One sequence should give an idea of how stunningly misguided this film is. At the end of the "Masquerade" number, a single dancer in a harlequin suit appears at the top of a staircase, and -- I kid you not -- begins to vogue. It's far and away the film's "gayest" moment, at least in the South Park sense of the term.

Even Jewison's Fiddler on the Roof was better than this.

Beyond the Sea

I'm informed that it cost twenty-five million dollars for Kevin Spacey to make the Bobby Darin biopic Beyond the Sea. I wonder what it would have cost him not to make it.

The early musical numbers are lively enough, and there are plenty of them in the film's first half. They can't disguise the fact that Spacey is basically doing a glorified karaoke act, but they're still fun. Unfortunately, Spacey glosses over classic hits like "Splish Splash" and "Mack the Knife," and gives preference to socially relevant, late-'60s music like "Song of Freedom." Darin's insufferable antiwar folk song is repeated no fewer than three times in the film's second half -- once with a line of sequined Vegas showgirls! By the time Spacey gives us the triumphant nightclub finale, Beyond the Sea has sunk to the bottom, and nothing can make it rise again.

It's a godawful mess.

Monday, February 14, 2005

Happy Valentine's Day

No one should politicize romance, or romanticize politics. Alas, GOP leaders and anti-Gay activists have managed to do both, with their attack on same-sex marriage.

So for your delectation, gentle reader, I'm directing you to some vintage My Stupid Dog posts for Valentine's Day. As someone who has protected same-sex marriage from its defenders since April of 2003, I figure I've earned the right to recycle some old material.

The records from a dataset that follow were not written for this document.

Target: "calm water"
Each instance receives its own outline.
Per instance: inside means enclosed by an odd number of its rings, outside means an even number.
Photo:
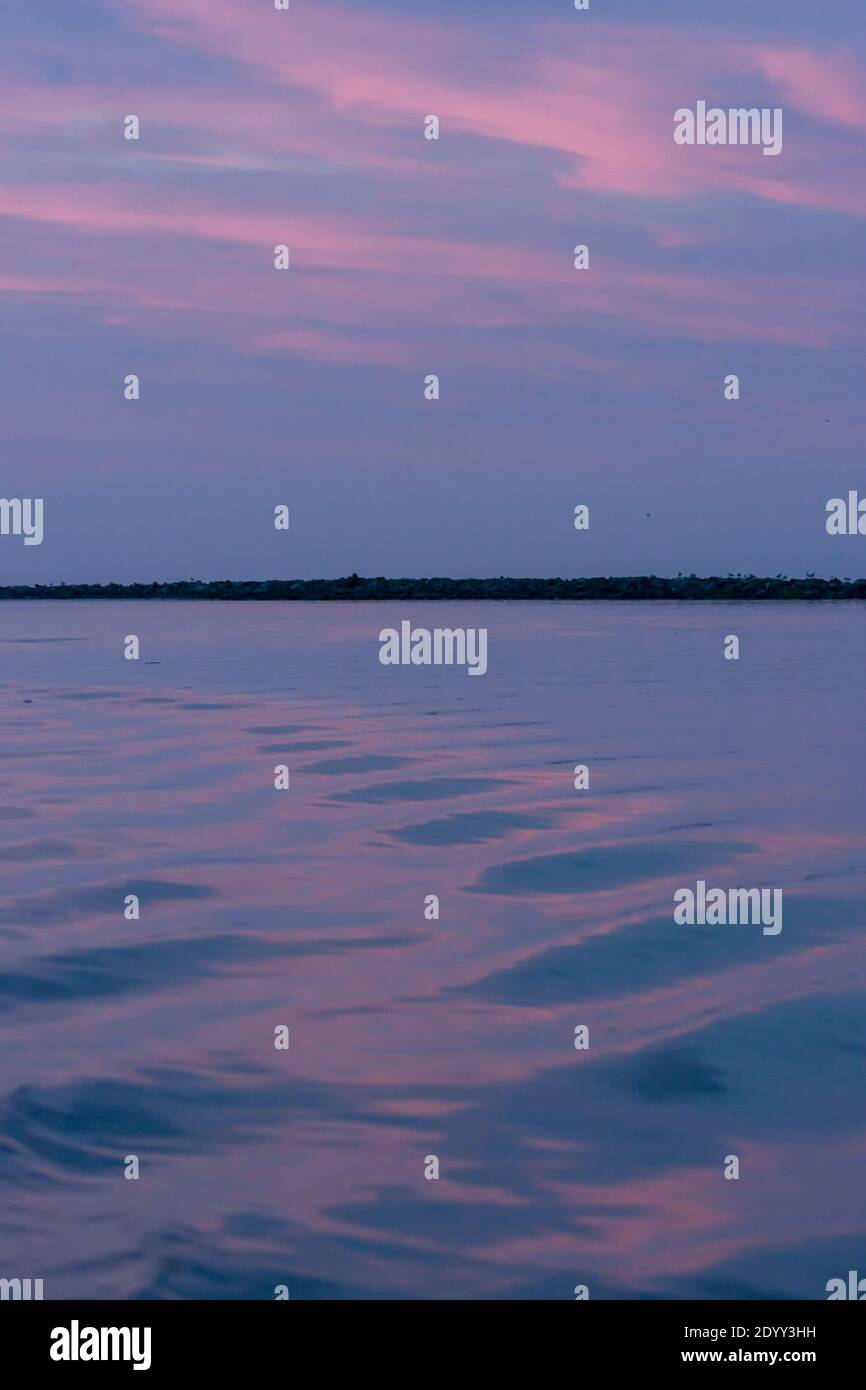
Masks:
[[[487,627],[488,674],[380,666],[403,618]],[[0,605],[0,1275],[866,1273],[864,639],[847,604]],[[675,926],[698,878],[781,887],[781,935]]]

In particular, I'll call your attention to several posts which celebrated Marriage Protection Week back in 2003. These posts may be more than a year old, but most of them could have been written last week. (One brief article referred to Canada as the only country that recognized full marriage rights for same-sex couples. Since then, marriage advocates have added the Netherlands to this all-too-short list.)

So click here, and keep scrolling until you find something you like. You'll see choice quotes from anti-Gay activists and GOP leaders, a few heartrending tales of "traditional marriage" gone wrong, and my own talking points in favor of same-sex marriage.

(You'll also find a few screeds against Wesley Clark, the only things on the page which show the passage of time. Hey, this stuff dates from the fall of 2003, when Clark was almost a serious Presidential candidate.)